Strangers on the internet were asked to declare one of the following:
- NTA – Not The A**hole
- YTA – You’re The A**hole
- ESH – Everyone Sucks Here
- NAH – No A**holes Here
Redditors joined the OP in scoffing over their cousin’s reaction to being denied a donation.
“What kind of selfish entitled whiner even does something like that? Anyone who can’t afford to pay for their own damn wedding shouldn’t be having a wedding.”
“You’re NTA and everyone who actually gives them money is an idiot.” – I_exist_damn_you
“Lemme guess: She still expacts gifts from the guests and of cause they need to pay for their hotelrooms by themselfs?”
“Big fat NTA.” – Deferon-VS
“NTA! It’s clear that she can’t afford to actually get married just now so she should really hold off and save money herself!”
“I think it’s rude that she’s asking family members to pay $500.” – NimyLS
“NTA. Never understood why people plan on a wedding first, then expect others to pay for it.”
“That always felt wrong because it’s like ‘Hey you’re invited, but the entrance fee is X and more if you can pay it.
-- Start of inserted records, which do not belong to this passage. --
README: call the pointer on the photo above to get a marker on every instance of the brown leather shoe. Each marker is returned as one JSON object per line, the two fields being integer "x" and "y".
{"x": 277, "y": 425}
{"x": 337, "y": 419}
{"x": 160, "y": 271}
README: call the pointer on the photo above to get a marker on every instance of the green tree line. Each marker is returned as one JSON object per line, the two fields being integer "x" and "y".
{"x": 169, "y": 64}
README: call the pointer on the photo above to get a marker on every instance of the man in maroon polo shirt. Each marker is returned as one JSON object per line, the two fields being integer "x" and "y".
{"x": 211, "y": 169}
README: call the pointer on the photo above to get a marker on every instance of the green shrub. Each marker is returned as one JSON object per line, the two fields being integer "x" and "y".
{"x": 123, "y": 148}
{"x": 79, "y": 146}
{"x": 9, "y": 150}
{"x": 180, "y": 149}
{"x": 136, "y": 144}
Thanks!'”
“Sure money as a gift happens from family members for the wedding, but such things are not expected or asked for because it’s a gift.” – ChewMyFudge
“The person begging for money because they can’t budget really called you stingy? Wow.”
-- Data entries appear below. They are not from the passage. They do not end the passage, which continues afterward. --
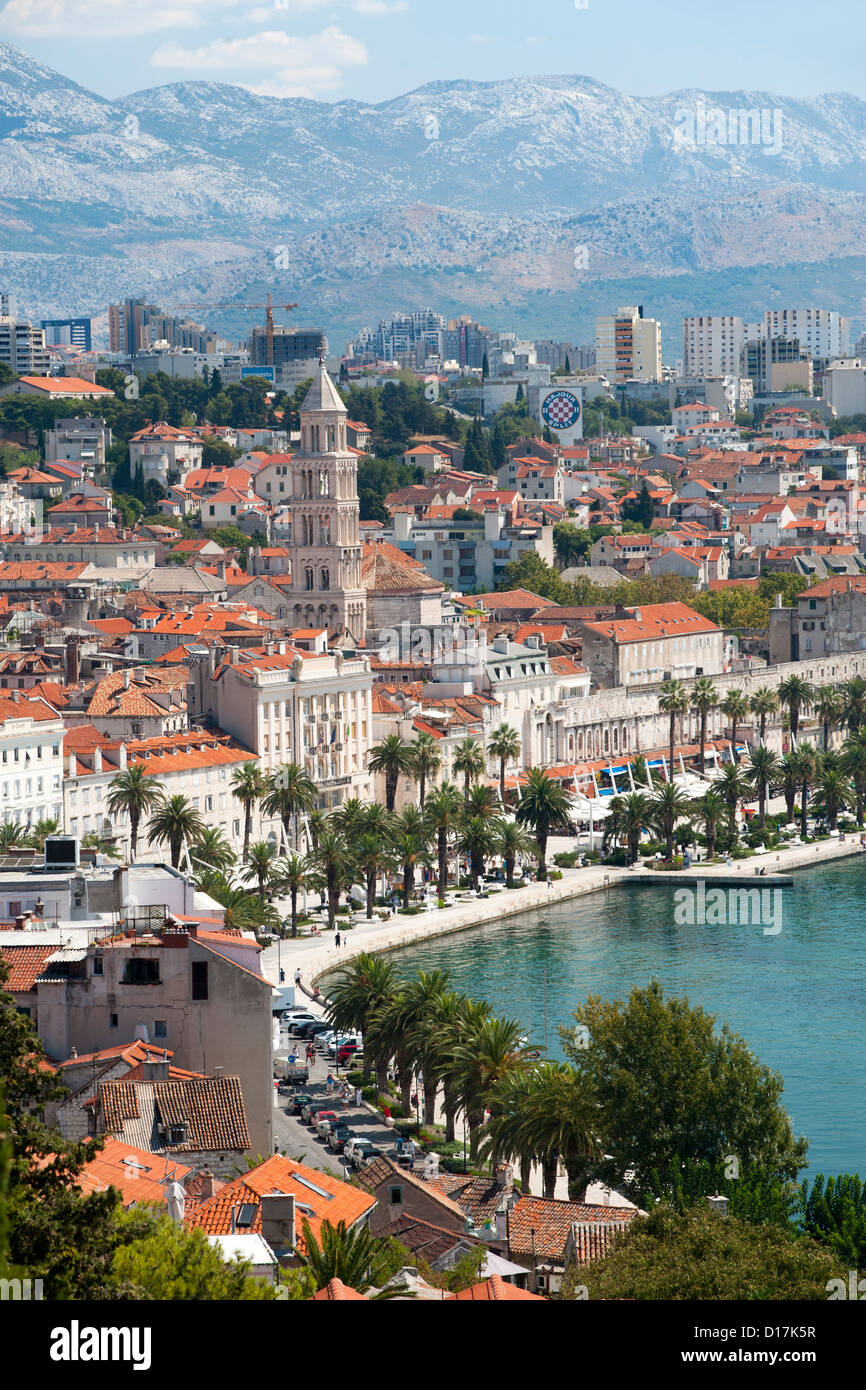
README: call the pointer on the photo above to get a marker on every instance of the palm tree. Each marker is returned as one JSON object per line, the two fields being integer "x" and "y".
{"x": 260, "y": 863}
{"x": 544, "y": 806}
{"x": 491, "y": 1051}
{"x": 667, "y": 806}
{"x": 427, "y": 759}
{"x": 806, "y": 759}
{"x": 350, "y": 819}
{"x": 733, "y": 786}
{"x": 469, "y": 759}
{"x": 506, "y": 745}
{"x": 512, "y": 840}
{"x": 175, "y": 820}
{"x": 635, "y": 816}
{"x": 829, "y": 709}
{"x": 673, "y": 701}
{"x": 798, "y": 695}
{"x": 248, "y": 787}
{"x": 394, "y": 759}
{"x": 356, "y": 1257}
{"x": 357, "y": 991}
{"x": 711, "y": 808}
{"x": 374, "y": 858}
{"x": 834, "y": 794}
{"x": 38, "y": 833}
{"x": 854, "y": 766}
{"x": 11, "y": 836}
{"x": 763, "y": 704}
{"x": 734, "y": 706}
{"x": 211, "y": 848}
{"x": 854, "y": 704}
{"x": 705, "y": 697}
{"x": 481, "y": 801}
{"x": 477, "y": 838}
{"x": 289, "y": 792}
{"x": 410, "y": 852}
{"x": 334, "y": 865}
{"x": 421, "y": 1001}
{"x": 790, "y": 781}
{"x": 442, "y": 811}
{"x": 131, "y": 794}
{"x": 291, "y": 877}
{"x": 762, "y": 770}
“Weddings are on the couple or a parent to pay, not a group finance effort. If she can’t afford her wedding then she shouldn’t have it or should downsize it but it’s certainly not your job to finance it for her.”
“NTA.” – kalkiki
“That’s preposterous. They are low level beggars, how dare they ask for 500 bucks for a wedding… That’s a new low.”
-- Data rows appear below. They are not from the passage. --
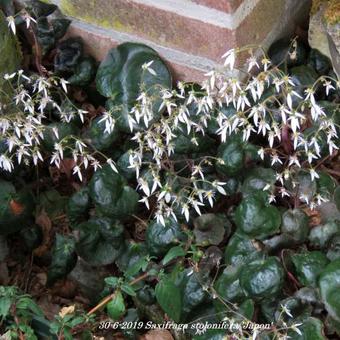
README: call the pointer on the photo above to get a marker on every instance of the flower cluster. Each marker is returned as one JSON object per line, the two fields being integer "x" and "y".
{"x": 264, "y": 101}
{"x": 25, "y": 132}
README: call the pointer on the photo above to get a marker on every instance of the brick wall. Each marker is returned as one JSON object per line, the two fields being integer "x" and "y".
{"x": 191, "y": 35}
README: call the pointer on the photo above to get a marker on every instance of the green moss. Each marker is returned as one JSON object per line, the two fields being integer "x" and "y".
{"x": 331, "y": 12}
{"x": 88, "y": 12}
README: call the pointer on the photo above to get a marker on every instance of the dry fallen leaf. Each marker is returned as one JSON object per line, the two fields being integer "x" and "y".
{"x": 45, "y": 223}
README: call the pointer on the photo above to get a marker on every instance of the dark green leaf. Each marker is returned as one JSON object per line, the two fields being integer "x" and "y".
{"x": 159, "y": 238}
{"x": 311, "y": 329}
{"x": 84, "y": 72}
{"x": 128, "y": 289}
{"x": 45, "y": 34}
{"x": 210, "y": 229}
{"x": 295, "y": 224}
{"x": 100, "y": 241}
{"x": 111, "y": 281}
{"x": 64, "y": 258}
{"x": 254, "y": 217}
{"x": 120, "y": 76}
{"x": 69, "y": 53}
{"x": 319, "y": 236}
{"x": 232, "y": 155}
{"x": 169, "y": 298}
{"x": 78, "y": 206}
{"x": 329, "y": 285}
{"x": 337, "y": 197}
{"x": 116, "y": 307}
{"x": 241, "y": 249}
{"x": 308, "y": 266}
{"x": 228, "y": 286}
{"x": 174, "y": 252}
{"x": 262, "y": 278}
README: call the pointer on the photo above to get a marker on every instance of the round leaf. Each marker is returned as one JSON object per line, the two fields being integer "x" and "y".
{"x": 120, "y": 77}
{"x": 100, "y": 241}
{"x": 116, "y": 307}
{"x": 256, "y": 218}
{"x": 262, "y": 278}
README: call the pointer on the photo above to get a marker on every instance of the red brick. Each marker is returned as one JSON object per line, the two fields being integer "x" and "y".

“You’re completely NTA, you save up to pay for yours instead of asking relatives. That’s the mature thing to do.”
“Weddings are quite unnecessary, I’ll understand money for hospital bills, avoiding homelessness or for a kid’s special needs amongst other things.” – sangfoudre
The OP was given options for payback.
“Ask for a $500 donation to your future wedding fund = cancel each other out 🙂 Be sure to thank them.” – Anseranas
“Or say your asking for $750 for your wedding, so she owes you $250. Turntables and head explosion.” – Genius-Smart
“Honestly, the best revenge wouldn’t be to subject the rest of the family to a repeat performance, since OP’s making them sound not like accomplices, but like fellow victims. Instead, OP could defend herself:”
“It has come to our attention that cousin has unfortunately been telling everyone that we have declined what we were told was an optional request to help pay for their wedding. That is our choice, but since we’ve been put in a position to defend it, a few things:”
“(1) We’re saving up for a wedding of our own, one we don’t feel comfortable soliciting others to pay for. (2) Our wedding was planned first, but cousin didn’t volunteer to help pay for it, so naturally we’re surprised that we were expected to help pay for hers. (3) Every article we can find on the subject emphasizes how tacky it is to ask for non-parent guests to pay for weddings.”
“Then just Google something like, ‘relative ask pay for wedding’ and go from there.”
“If OP wants revenge.” – mbbaer
“I like it.”
“My dad’s translation: ‘If ya’ll know damn well you can’t afford a wedding then why the hell are you having a wedding? Get your down to city hall, say I Do*, and come on home before you catch the Rona.'” – talktomuch75
The OP later clarified in the thread what is considered customary in this situation.
“Wedding gifts weren’t discussed or anything but it’s customary for us to bring a wedding gift (something for their house etc) when we attend so I believe wedding gifts are still required but I am not sure.”
“Where we are from it’s customary for family members to volunteer and offer to pay for a specific item or thing needed for the wedding if they are able (chairs, or utensils, etc), but calling to request a specific amount isn’t part of our culture, so we didn’t know how to handle it as this is the first time it’s happened.”
Overall, Redditors sided with the OP as not the a**hole for refusing to contribute to their cousin’s wedding fund.